## Stemming
    Stemming is a text preprocessing technique used in Natural Language Processing (NLP) to reduce words to their root or base form, removing prefixes and suffixes. The primary goal of stemming is to simplify and standardize words, making it easier for NLP models to recognize and process text data.

In [7]:
## classification problem
## comments of product is a poistive review / negative review
## reviews --------> eating, eat, eaten, (here 'eat' is the stem/root word), and 
##  we can change it to 'eat'
## going, goes, gone, (here 'go' is the stem/root word) ---> we can change to 'go'

words = ['eating', 'eats', 'eaten', 'writing', 'write', 'writes', 'programming',
         'programmer', 'programs', 'finally', 'finalized', 'history']

### PorterStemmer
    The Porter Stemmer, also known as the Porter Stemming Algorithm, is a widely used stemming algorithm in Natural Language Processing (NLP). Developed by Martin Porter in the 1980s, it is designed to reduce words to their base or root form, known as the stem, by removing common morphological and inflexional endings.

##### How it works
    The Porter Stemmer uses a set of predefined rules to identify and remove suffixes from words. These rules are based on the observation that many English suffixes can be broken down into smaller, simpler components. The algorithm iteratively applies these rules to a word, reducing it to its stem.

In [4]:
## porterstemmer
from nltk.stem import PorterStemmer
stemming = PorterStemmer()

In [8]:
for word in words:
    print(f'{word}  ---------->  {stemming.stem(word)}')

eating  ---------->  eat
eats  ---------->  eat
eaten  ---------->  eaten
writing  ---------->  write
write  ---------->  write
writes  ---------->  write
programming  ---------->  program
programmer  ---------->  programm
programs  ---------->  program
finally  ---------->  final
finalized  ---------->  final
history  ---------->  histori


In [10]:
stemming.stem('congratulation')

'congratul'

In [12]:
stemming.stem('sitting')

'sit'

##### Disadvantage
    It does not give proper meaning of the word sometime.

### Regex Stemmer Class
    The Regex Stemmer class is a type of stemmer that uses regular expressions to identify and remove morphological affixes from words. It is a part of the NLTK (Natural Language Toolkit) library in Python.

In [1]:
from nltk.stem import RegexpStemmer
reg_stemmer = RegexpStemmer('ing$|s$|e$|able$', min=4)

In [2]:
reg_stemmer.stem('eating')

'eat'

In [3]:
reg_stemmer.stem('eatable')

'eat'

In [4]:
reg_stemmer.stem('history')

'history'

In [5]:
reg_stemmer.stem('congratulations')

'congratulation'

In [8]:
for word in words:
    print(f"{word}  ---------->  {reg_stemmer.stem(word)}")

eating  ---------->  eat
eats  ---------->  eat
eaten  ---------->  eaten
writing  ---------->  writ
write  ---------->  writ
writes  ---------->  write
programming  ---------->  programm
programmer  ---------->  programmer
programs  ---------->  program
finally  ---------->  finally
finalized  ---------->  finalized
history  ---------->  history


## Snowball Stemmer
    The Snowball Stemmer, also known as the Porter2 Stemmer, is a stemming algorithm used in Natural Language Processing (NLP) to reduce words to their base or root form, known as the stem. It is an updated version of the Porter Stemmer, developed by Martin Porter, and designed to handle multiple languages, including English, French, German, Spanish, and others.

In [9]:
from nltk.stem import SnowballStemmer
ball = SnowballStemmer(language = 'english')

In [10]:
for word in words:
    print(f'{word}   ----------->     {ball.stem(word)}')

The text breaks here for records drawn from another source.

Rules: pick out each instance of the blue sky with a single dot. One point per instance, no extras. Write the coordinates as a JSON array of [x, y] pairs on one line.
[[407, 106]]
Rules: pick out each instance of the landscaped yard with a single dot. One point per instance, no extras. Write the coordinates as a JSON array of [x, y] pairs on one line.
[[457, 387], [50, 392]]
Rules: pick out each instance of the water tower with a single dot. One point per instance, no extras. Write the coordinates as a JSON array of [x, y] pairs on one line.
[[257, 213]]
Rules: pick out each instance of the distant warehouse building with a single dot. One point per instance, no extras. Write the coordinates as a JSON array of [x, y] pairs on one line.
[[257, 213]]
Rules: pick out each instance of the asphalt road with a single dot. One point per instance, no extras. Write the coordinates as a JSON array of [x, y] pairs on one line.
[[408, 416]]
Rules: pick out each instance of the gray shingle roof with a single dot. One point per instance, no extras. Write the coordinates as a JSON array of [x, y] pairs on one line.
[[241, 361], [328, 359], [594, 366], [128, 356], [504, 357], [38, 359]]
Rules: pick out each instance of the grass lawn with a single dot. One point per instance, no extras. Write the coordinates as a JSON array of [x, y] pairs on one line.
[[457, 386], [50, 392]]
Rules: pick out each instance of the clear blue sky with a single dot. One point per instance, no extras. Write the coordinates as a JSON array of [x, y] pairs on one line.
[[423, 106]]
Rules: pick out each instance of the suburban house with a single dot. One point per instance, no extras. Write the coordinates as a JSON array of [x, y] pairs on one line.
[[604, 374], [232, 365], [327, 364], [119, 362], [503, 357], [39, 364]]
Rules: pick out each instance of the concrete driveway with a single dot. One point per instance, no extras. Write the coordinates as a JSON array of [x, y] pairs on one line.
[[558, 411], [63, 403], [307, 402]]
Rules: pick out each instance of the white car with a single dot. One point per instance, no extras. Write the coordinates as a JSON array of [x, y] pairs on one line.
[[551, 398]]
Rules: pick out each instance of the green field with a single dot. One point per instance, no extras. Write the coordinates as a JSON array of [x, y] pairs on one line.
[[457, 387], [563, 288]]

eating   ----------->     eat
eats   ----------->     eat
eaten   ----------->     eaten
writing   ----------->     write
write   ----------->     write
writes   ----------->     write
programming   ----------->     program
programmer   ----------->     programm
programs   ----------->     program
finally   ----------->     final
finalized   ----------->     final
history   ----------->     histori


In [25]:
stemming.stem('fairly'), stemming.stem('sportingly')

('fairli', 'sportingli')

In [26]:
ball.stem('fairly'), ball.stem('sportingly')

('fair', 'sport')

In [28]:
ball.stem('going'), ball.stem('goes')

('go', 'goe')

In [29]:
stemming.stem('going'), stemming.stem('goes')

('go', 'goe')